Private equity curbs hit healthcare as new state laws bite US markets
California and Oregon have begun enforcing new laws to curb private equity influence in medical care, imposing expanded notice rules, MSO limits and potential penalties for violations.
California and Oregon have moved from legislation to enforcement in efforts to limit private equity’s influence over medical practices. The measures focus on strengthening corporate practice of medicine rules, expanding transaction notice requirements and narrowing the operational scope of management services organizations (MSOs) to protect clinical autonomy.
The developments unfolded with Oregon’s Senate Bill 951 (SB 951) signed on June 9, 2025; the law bars MSOs and related parties from exercising de facto control over clinical and key administrative functions and sets compliance deadlines of January 1, 2026 for new arrangements and January 1, 2029 for existing ones. In California, Assembly Bill 1415 (AB 1415) and SB 351 tighten reporting and CPOM-related restrictions, increasing state oversight of certain private-equity-backed transactions.
Market impact has been immediate: healthcare M&A timelines have lengthened, deal structures are being reworked to segregate clinical governance from investor control, and some acquisition models that relied on broad MSO authority face higher compliance costs.
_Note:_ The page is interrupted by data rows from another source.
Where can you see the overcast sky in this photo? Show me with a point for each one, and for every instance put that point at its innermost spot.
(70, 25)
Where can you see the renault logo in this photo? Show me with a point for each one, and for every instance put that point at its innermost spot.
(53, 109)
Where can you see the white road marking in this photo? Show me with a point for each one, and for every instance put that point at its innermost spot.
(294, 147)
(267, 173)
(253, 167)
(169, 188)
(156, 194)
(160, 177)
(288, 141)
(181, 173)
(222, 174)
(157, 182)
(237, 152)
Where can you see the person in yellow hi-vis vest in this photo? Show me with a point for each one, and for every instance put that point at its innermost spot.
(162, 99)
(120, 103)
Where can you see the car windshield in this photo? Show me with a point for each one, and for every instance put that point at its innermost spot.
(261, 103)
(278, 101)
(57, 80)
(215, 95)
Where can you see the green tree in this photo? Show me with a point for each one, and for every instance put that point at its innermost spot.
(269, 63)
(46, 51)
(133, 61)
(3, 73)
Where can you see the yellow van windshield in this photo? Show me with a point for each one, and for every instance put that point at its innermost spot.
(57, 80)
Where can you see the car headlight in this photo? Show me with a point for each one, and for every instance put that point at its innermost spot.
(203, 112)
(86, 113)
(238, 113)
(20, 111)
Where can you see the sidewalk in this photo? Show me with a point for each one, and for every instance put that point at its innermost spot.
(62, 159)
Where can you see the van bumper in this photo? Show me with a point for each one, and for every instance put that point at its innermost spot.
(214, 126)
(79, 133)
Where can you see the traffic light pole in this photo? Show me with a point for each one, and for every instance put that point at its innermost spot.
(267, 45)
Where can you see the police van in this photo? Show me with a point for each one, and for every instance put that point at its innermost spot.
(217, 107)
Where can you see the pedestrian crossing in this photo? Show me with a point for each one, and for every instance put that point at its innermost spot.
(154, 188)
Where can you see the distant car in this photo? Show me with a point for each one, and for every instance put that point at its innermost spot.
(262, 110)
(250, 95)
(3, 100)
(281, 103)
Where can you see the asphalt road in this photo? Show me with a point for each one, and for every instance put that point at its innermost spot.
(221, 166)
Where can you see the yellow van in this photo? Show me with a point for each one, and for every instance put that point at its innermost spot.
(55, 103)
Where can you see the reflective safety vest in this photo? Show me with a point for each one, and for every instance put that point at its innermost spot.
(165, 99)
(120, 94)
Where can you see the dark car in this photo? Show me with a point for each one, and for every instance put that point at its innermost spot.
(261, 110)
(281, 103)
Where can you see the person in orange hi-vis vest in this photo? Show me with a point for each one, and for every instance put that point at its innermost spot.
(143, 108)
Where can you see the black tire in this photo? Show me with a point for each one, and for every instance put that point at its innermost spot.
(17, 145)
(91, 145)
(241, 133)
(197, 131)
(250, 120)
Buyers and platforms that cannot convincingly demonstrate physician-led governance or safeguards for continuity of care are more likely to face state review or conditions. Valuation multiples and transaction premiums may be pressured where regulatory risk is material.
In the broader economic and policy context, these state-level moves reflect growing political and public scrutiny of private equity in healthcare amid concerns over patient access, staffing and costs. Regulators are prioritizing substance over form—looking at who actually controls clinical decisions rather than legal wrappers—so traditional PC–MSO safe harbors are less reliable. The trend also signals potential for other states to adopt similar guardrails.
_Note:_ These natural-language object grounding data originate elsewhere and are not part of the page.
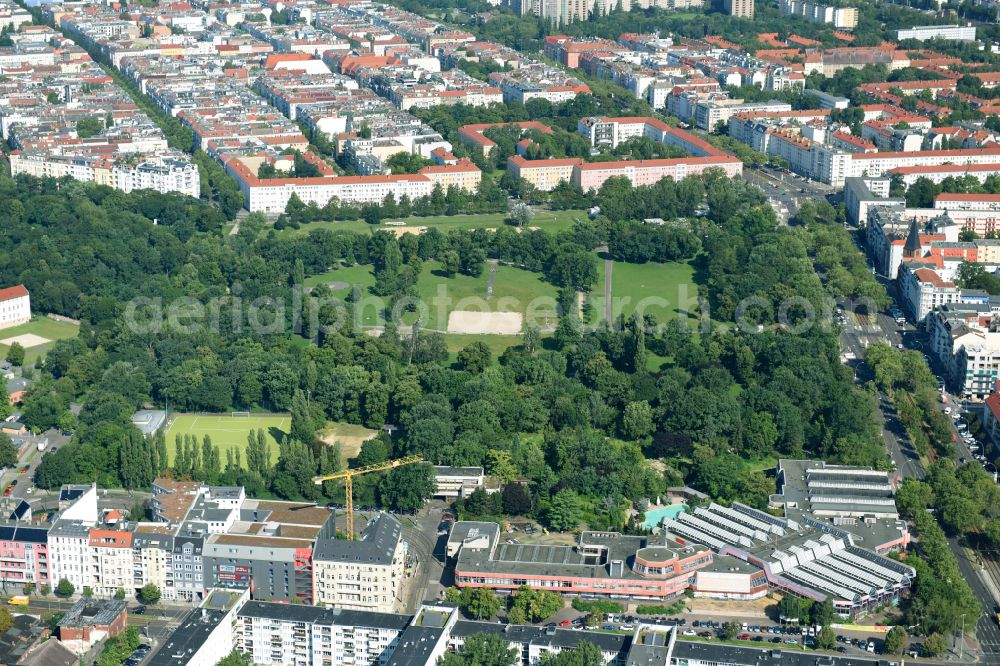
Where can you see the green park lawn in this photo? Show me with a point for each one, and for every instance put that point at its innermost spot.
(230, 432)
(41, 326)
(227, 432)
(550, 220)
(497, 344)
(656, 289)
Analysts expect more granular pre-close reviews, higher due diligence on governance and payer contracts, and deal terms that include enforceable commitments on staffing, capital spending and limits on dividend recaps. Private equity investors will likely favor minority or joint-venture structures, clearer firewalling between clinical and business functions, and documented quality commitments to secure approvals and preserve asset performance. The near-term outlook points to a more cautious M&A market in healthcare, with durability hinging on demonstrable protections for clinical autonomy and patient access.